Comparaison : Indochine versus autres empires coloniaux asiatiques
Contre l'Inde britannique (1,5 million km², 300 millions d'habitants), l'Indochine pèse peu : 750 000 km², 25 millions en 1940. Mais rentabilité supérieure : 15 % de marge sur riz vs 8 % pour coton indien. Chine néerlandaise (Indonésie) : 1,9 million km², mais révoltes plus sanglantes (100 000 morts en 1945-1949 vs 500 000 en Indochine).

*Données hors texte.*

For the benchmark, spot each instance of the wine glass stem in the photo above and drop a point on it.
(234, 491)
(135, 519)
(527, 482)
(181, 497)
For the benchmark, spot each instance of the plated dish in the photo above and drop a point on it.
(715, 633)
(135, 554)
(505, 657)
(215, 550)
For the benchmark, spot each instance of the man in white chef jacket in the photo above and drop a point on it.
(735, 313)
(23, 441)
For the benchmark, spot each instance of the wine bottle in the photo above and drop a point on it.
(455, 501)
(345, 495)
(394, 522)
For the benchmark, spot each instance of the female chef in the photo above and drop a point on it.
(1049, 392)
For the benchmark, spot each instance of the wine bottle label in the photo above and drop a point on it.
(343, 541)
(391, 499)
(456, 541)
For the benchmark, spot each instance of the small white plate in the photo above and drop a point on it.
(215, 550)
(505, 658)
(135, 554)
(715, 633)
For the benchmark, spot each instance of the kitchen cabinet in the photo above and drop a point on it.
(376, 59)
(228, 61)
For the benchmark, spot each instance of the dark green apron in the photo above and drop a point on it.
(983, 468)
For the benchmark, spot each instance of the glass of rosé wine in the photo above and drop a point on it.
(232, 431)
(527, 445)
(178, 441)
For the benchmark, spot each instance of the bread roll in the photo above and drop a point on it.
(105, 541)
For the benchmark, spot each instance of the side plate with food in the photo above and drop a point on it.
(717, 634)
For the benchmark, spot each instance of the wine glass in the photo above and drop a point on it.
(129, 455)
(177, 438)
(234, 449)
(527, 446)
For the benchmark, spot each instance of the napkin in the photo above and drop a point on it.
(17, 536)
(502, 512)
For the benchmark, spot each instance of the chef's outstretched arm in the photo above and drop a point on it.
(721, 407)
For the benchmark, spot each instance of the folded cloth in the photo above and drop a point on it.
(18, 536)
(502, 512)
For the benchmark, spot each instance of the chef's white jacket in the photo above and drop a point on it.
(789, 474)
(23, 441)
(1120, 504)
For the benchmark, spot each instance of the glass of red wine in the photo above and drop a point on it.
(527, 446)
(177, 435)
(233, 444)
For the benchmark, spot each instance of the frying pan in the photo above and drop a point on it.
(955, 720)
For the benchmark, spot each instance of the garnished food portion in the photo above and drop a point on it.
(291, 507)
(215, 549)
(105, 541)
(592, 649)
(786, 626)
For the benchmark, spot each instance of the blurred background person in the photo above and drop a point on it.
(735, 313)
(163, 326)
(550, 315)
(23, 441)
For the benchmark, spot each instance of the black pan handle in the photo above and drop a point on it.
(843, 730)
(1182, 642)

La France gère 2 millions de tonnes de riz/an contre 1 million hollandais ; cependant, l'autonomie culturelle limitée (pas d'assemblées élues avant 1946) contraste avec les rajs indiens. Résultat : décolonisation plus violente, 92 000 tués français vs 25 000 britanniques en Inde.
Erreurs courantes et mythes sur l'Indochine à éviter
On confond souvent Indochine avec la péninsule entière, incluant Thaïlande (Siam neutre). Mythe : "paradis exotique" – réalité, 40 % de mortalité infantile en 1930. Une autre : colonisation bienveillante ; or, famines de 1945 tuent 2 millions (20 % population vietnamienne).
Éviter de penser le nom "neutre" : il efface les identités (Dai Viêt pour Vietnam dès 1054). Les cartes actuelles ignorent les frontières de 1939, modifiées par le traité franco-thaï de 1941 (perte de 7 provinces laotiennes).
FAQ : Questions fréquentes sur pourquoi on appelle Indochine
Comment l'Indochine a-t-elle été nommée officiellement ?
Le décret du 17 octobre 1887 du ministre des Colonies proclame l'Union indochinoise, après la Conférence de Berlin (1884-1885) qui légitime les conquêtes. Avant, termes épars : "Cochinchine française" (1862), "Annamite" (1883).
Quelle est la durée exacte de l'Indochine française ?
De 1887 à 1954, soit 67 ans, mais conquête dès 1858 (96 ans d'implantation). Dissolution progressive : Laos indépendant 1949, Cambodge 1953, Vietnam divisé 1954.
Pourquoi ce nom persiste-t-il dans l'historiographie ?
Héritage des archives françaises (20 000 volumes au SHAT de Vincennes) et films comme Indochine (1992, César). Localement, remplacé par "Asie du Sud-Est française" dans les musées vietnamiens depuis 1975.
Conclusion : l'héritage persistant de l'Indochine
L'appellation Indochine cristallise une ère coloniale où la France projeta son empire sur 750 000 km² d'Asie, unifiant par la force des terres disparates. De la conquête sanglante de 1858 à la chute de Diên Biên Phu en 1954, ce nom masque 67 ans d'exploitation (riz, caoutchouc) et de résistances. Aujourd'hui, il évoque moins la gloire que les indépendances : Vietnam unifié en 1976, Laos et Cambodge souverains. Pourtant, les chemins de fer coloniaux roulent encore, rappelant que l'histoire ne s'efface pas d'un trait de plume géographique. Comprendre pourquoi on appelle Indochine aide à décrypter les fractures actuelles en Asie du Sud-Est.